Unter “Gewalt­frei­en Kom­munka­ti­on” stell­ten sich die meis­ten das rich­ti­ge Aus­üben von Kri­tik oder die pas­sen­de Wort­wahl bei einer Aus­ein­an­der­set­zung vor. Der Ein­füh­rungs­work­shop behan­del­te jedoch ein viel brei­te­res Spek­trum, wie eini­ge Jumaner*innen beim Work­shop des Stadt­ju­gend­rings Stutt­gart erfah­ren konn­ten. Gewalt­vol­le Kom­mu­ni­ka­ti­on beinhal­tet sowohl posi­ti­ve als auch nega­ti­ve Bemer­kun­gen.

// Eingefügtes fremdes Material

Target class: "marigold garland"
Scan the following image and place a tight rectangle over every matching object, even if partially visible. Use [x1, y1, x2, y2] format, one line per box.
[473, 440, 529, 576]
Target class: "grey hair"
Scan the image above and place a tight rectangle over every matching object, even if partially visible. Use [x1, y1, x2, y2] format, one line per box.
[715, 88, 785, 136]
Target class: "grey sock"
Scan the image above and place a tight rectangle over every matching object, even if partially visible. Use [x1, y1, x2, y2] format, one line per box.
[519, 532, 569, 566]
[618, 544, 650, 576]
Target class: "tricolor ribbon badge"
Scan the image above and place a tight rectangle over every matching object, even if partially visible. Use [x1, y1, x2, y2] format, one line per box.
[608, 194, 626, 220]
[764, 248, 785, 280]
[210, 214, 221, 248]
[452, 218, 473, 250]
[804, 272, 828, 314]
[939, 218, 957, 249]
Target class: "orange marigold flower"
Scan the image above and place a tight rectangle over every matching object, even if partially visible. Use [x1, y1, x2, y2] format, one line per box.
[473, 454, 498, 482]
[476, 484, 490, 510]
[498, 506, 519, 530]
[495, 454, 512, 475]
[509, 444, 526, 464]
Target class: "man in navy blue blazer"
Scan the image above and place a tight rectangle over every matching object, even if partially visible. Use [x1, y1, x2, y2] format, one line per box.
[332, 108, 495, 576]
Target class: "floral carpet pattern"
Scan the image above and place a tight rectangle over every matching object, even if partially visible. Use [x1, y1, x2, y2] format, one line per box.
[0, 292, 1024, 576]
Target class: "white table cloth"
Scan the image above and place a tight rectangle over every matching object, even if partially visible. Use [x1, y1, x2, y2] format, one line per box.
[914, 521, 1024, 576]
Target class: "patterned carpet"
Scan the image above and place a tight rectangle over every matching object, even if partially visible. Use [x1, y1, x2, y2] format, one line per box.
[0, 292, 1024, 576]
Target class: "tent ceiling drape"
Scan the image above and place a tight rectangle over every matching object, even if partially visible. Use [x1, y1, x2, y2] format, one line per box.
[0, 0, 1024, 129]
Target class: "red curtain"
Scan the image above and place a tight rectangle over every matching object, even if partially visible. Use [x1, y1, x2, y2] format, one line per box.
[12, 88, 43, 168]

Die eige­ne Ansicht der Din­ge wird dar­in so aus­drückt, als sei­en sie Fakt. Man stellt sich damit über ande­re und beur­teilt sie, wie z.B. “Dein Hemd ist schön!” Gewalt­frei ist statt­des­sen: “Ich mag Dein Hemd!”. Jetzt äußert man eine per­sön­li­che Mei­nung anstatt einer Bewer­tung.

Gefühle in der Kommunikation

Sobald es um Kom­mu­ni­ka­ti­on geht, gibt es Eini­ges zu beach­ten. Das Beneh­men von ande­ren ist ein­fa­cher zu erklä­ren, wenn man sich bewusst ist, dass jede Art von Reak­ti­on auf ange­neh­men oder unan­ge­neh­men Gefüh­len basiert. Die­se ent­ste­hen wie­der­um auf­grund einer Rei­he von Bedürf­nis­sen, die in dem Moment erfüllt oder nicht erfüllt wor­den sind. Dabei gibt es kein Rich­tig und kein Falsch, son­dern nur unge­sät­tig­te Bedürf­nis­se, die auf Wer­ten basie­ren. Des­halb sei es wich­tig, bei der Wahr­neh­mung von ande­ren auf auto­ma­ti­sche Inter­pre­ta­tio­nen zu ver­zich­ten oder sich zumin­dest bewusst zu sein, dass die­se nicht der Rea­li­tät ent­spre­chen, son­dern nur ein Resul­tat der eig­nen, sub­jek­ti­ven, wahr­ge­nom­me­nen Ver­si­on der Rea­li­tät sind.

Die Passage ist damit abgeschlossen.